Curatorial work has also been a source of enormous satisfaction to Reid. "The one thing that's kept me in the curatorial field, rather than pursuing a purely academic career, is that when you're curating, you're positioning an art object for the moment, for the experience of it in all its power," Reid said. "But you're also bringing to that occasion a setting and information that's underpinning the experience of the viewer. That's excited me a great deal, the way the curator is uniquely positioned to direct both aspects."

In a statement July 27, Teitelbaum asserted that Reid's "knowledge and expertise will benefit the art world for many years to come." Bevington concurred: "Dennis looks at, say, a painting, and he knows the technique, the pigments available, the life history of the artist. He knows the provenance; he knows the genealogy of most of the people connected to the artist. ... He looks at something in a way that no one else can. This is a man capable of making connections at a huge and high level."

Exhibition highlights

In a curatorial career spanning more than 40 years, Dennis Reid has organized numerous exhibitions, almost always with a team, his preferred way of working. Ask him to name some of his favourite or most significant shows and he balks somewhat. "It's sorta like asking, 'Which kid do you like best?' It's hard." He later amended the thought: "It's not just hard . . . it's impossible." Nevertheless, he did cite Lucius R. O'Brien, Visions of Victorian Canada, his 1989 survey of the great landscape painter (1832-1899). It was "the very first installation in which the AGO [Art Gallery of Ontario]really used [both]colour" on the walls rather than the neutral tones of the day and "period settings so that the viewer experience wasn't focused on just one piece of art but on the whole thing."
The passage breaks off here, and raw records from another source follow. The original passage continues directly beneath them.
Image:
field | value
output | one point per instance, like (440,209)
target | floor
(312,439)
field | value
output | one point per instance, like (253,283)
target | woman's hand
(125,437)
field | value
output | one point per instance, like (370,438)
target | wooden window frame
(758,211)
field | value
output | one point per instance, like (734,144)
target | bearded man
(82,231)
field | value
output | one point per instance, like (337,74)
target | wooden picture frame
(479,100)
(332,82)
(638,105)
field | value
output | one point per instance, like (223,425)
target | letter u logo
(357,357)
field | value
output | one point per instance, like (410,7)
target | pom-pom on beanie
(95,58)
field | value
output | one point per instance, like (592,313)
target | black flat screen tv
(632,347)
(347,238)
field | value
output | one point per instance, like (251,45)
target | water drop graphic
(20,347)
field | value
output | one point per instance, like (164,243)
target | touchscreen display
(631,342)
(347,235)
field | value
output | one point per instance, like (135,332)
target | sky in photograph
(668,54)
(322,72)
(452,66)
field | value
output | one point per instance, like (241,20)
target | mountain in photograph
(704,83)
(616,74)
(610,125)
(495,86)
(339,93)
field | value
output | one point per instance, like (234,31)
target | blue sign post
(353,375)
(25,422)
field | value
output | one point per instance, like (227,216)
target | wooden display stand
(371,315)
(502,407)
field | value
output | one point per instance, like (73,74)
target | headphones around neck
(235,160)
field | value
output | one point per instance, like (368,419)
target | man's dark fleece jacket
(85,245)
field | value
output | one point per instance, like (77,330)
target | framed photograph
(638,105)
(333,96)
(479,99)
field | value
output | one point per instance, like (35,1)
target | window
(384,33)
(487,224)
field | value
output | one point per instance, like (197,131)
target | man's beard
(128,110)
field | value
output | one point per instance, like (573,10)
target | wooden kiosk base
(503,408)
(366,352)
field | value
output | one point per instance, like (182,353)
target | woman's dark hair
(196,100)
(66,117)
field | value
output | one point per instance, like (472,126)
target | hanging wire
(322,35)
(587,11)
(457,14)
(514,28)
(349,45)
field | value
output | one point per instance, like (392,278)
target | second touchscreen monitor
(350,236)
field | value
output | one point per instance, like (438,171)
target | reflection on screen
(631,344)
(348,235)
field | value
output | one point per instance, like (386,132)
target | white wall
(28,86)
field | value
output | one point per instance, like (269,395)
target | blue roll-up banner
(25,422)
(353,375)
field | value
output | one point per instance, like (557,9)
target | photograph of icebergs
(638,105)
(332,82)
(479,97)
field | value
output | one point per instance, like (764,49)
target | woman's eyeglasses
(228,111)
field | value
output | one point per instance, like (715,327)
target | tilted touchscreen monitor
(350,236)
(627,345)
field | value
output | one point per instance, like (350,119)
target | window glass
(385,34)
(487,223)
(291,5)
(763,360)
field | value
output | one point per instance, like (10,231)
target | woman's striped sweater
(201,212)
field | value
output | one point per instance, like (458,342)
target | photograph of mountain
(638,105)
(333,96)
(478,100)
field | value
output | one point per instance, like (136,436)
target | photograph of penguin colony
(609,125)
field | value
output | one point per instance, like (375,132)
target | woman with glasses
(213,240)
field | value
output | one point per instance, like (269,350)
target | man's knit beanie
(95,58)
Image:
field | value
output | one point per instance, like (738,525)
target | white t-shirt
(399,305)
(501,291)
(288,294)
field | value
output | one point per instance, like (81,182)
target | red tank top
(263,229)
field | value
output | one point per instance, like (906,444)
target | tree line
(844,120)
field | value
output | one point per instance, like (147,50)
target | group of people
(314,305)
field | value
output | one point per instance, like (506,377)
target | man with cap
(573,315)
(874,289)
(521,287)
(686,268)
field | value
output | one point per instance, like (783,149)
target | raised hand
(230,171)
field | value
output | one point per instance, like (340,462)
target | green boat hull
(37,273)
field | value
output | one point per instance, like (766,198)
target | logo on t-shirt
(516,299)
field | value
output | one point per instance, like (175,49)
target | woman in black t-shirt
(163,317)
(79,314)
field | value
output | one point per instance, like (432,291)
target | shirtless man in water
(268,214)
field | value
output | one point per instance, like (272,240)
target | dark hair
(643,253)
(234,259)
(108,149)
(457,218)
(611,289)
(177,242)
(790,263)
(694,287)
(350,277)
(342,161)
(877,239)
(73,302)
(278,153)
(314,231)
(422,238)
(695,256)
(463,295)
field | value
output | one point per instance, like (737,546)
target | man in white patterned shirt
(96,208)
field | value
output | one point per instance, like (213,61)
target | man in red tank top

Other exhibitions in which he takes pride:

* Alberta Rhythm: The Later Work of A.Y. Jackson (AGO, 1982)

* Canadian Jungle: The Later Work of Arthur Lismer (AGO, 1985)

* Atma Buddhi Manas: The Later Work of Lawren Harris (AGO, 1985)

* From the Four Quarters: Native and European Art in Ontario 5000 B.C. to 1867 A.D. (AGO, 1984), generally regarded as first show "anywhere to display First Nations art alongside the art of the newcomers with the confidence that the two expressions were equally contemporary with their time."